Mandela: the unfulfilled promise of the rainbow nation

Daniel Adawa

Daniel Adawa is a professor at the Ahmadu Bello University in Nigeria

Leadership failure in Africa continues to define Africa as the preeminent disaster region of the world, still at this late hour dependent on donor aid despite its enormous resources. Recent events in South Sudan and the Central African Republic are only the more dramatic face of Africa in crisis.

In the middle of the last century at the start of his public career as a freedom fighter Mandela saw the African predicament as a democracy problem. Mandela may not have recognized this, but this was no less than a leadership issue.

At the time Africa was, from west to east, from north to south, ruled by greedy foreign powers that ruthlessly exploited the population and the rich resources of the land. In his own native South Africa a brutal white minority tribe was in power promoting white minority privileges on the back and sweat of the black majority of the land. Earlier leadership problems in Africa had permitted Africa to be overrun by imperial powers.

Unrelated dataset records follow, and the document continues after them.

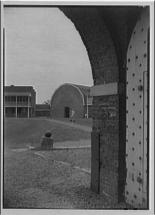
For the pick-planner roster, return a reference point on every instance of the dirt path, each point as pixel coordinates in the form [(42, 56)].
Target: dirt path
[(73, 125)]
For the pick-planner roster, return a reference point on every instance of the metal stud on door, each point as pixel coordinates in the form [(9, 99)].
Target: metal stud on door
[(136, 114)]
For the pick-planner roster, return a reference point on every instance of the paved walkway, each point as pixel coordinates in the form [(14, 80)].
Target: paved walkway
[(73, 125)]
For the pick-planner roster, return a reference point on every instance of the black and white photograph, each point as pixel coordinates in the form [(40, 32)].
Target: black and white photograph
[(77, 103)]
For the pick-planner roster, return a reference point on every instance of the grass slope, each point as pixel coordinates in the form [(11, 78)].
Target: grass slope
[(21, 132)]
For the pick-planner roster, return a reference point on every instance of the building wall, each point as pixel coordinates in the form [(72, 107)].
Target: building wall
[(14, 106), (67, 96)]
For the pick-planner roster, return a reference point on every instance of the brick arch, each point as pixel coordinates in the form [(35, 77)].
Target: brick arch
[(97, 40)]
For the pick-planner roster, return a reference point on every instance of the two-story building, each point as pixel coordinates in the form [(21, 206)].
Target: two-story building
[(19, 101)]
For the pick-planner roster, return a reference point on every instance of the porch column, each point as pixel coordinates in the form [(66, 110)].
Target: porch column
[(16, 107), (28, 113)]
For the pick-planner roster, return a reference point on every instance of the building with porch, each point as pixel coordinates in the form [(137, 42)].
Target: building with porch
[(19, 101)]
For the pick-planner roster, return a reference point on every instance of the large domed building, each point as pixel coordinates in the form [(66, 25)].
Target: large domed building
[(69, 99)]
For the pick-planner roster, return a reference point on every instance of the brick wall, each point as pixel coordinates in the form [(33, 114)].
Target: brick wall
[(105, 34)]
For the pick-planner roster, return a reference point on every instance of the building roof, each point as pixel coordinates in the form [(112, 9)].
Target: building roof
[(84, 89), (42, 106), (13, 88)]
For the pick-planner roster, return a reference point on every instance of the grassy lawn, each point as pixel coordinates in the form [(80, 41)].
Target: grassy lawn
[(81, 121), (31, 181), (34, 182), (19, 133)]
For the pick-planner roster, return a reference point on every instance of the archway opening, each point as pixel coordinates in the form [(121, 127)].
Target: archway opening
[(36, 59)]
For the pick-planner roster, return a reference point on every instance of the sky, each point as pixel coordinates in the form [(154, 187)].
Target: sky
[(44, 50)]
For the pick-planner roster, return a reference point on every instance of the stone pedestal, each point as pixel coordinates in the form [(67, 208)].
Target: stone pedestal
[(47, 143)]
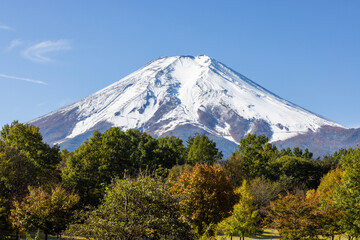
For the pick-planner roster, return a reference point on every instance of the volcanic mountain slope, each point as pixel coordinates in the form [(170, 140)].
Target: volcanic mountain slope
[(180, 96)]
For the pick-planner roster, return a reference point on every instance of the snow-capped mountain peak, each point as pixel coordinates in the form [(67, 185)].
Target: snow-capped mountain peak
[(171, 94)]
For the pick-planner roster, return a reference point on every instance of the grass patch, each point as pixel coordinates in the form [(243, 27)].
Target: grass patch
[(267, 234)]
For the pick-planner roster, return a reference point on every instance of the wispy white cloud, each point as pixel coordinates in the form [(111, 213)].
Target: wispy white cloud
[(38, 52), (5, 27), (14, 43), (23, 79)]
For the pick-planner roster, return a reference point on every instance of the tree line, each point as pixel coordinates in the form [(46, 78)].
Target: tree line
[(129, 185)]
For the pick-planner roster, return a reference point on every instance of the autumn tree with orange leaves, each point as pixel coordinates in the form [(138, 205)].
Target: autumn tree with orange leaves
[(206, 196)]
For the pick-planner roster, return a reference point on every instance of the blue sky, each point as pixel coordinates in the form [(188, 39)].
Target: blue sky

Africa could not mobilize its own defenses even against slave raiders and slave traders.

At his Rovenia treason trial in 1964 Mandela swore he would fight oppression and domination regardless of the color or the complexion of the perpetrators. It was as though Mandela had looked through the mirror glass and foresaw the rise of the many tyrants that abound in Africa today.

In any case Mandela foresaw the problem that can arise for a minority within a democracy and worked towards a new definition of democracy. Today there are many minority tribes in Africa whose rights are brutally crashed. Mandela saw as a cardinal tenet of democracy the protection of the rights of a minority within majority rule. For South Africa this raised the issue of how to deal with a history that hugely favored one group against the other. As he negotiated the end to apartheid Mandela did not adequately address this issue.

Consequently today the challenge in South Africa is how to empower and ensure the upward mobility of the still marginalized black majority while at the same time guaranteeing human rights for the historically privileged white minority whose continued participation in the country’s economy and cultural life is essential.

While South Africa has mercifully avoided the tragic path taken in neighboring Zimbabwe, the criminal shooting down last year of scores of unharmed miners engaged in peaceful protests, is only one indicator that the new South Africa has yet to rise up to its promise as a rainbow nation.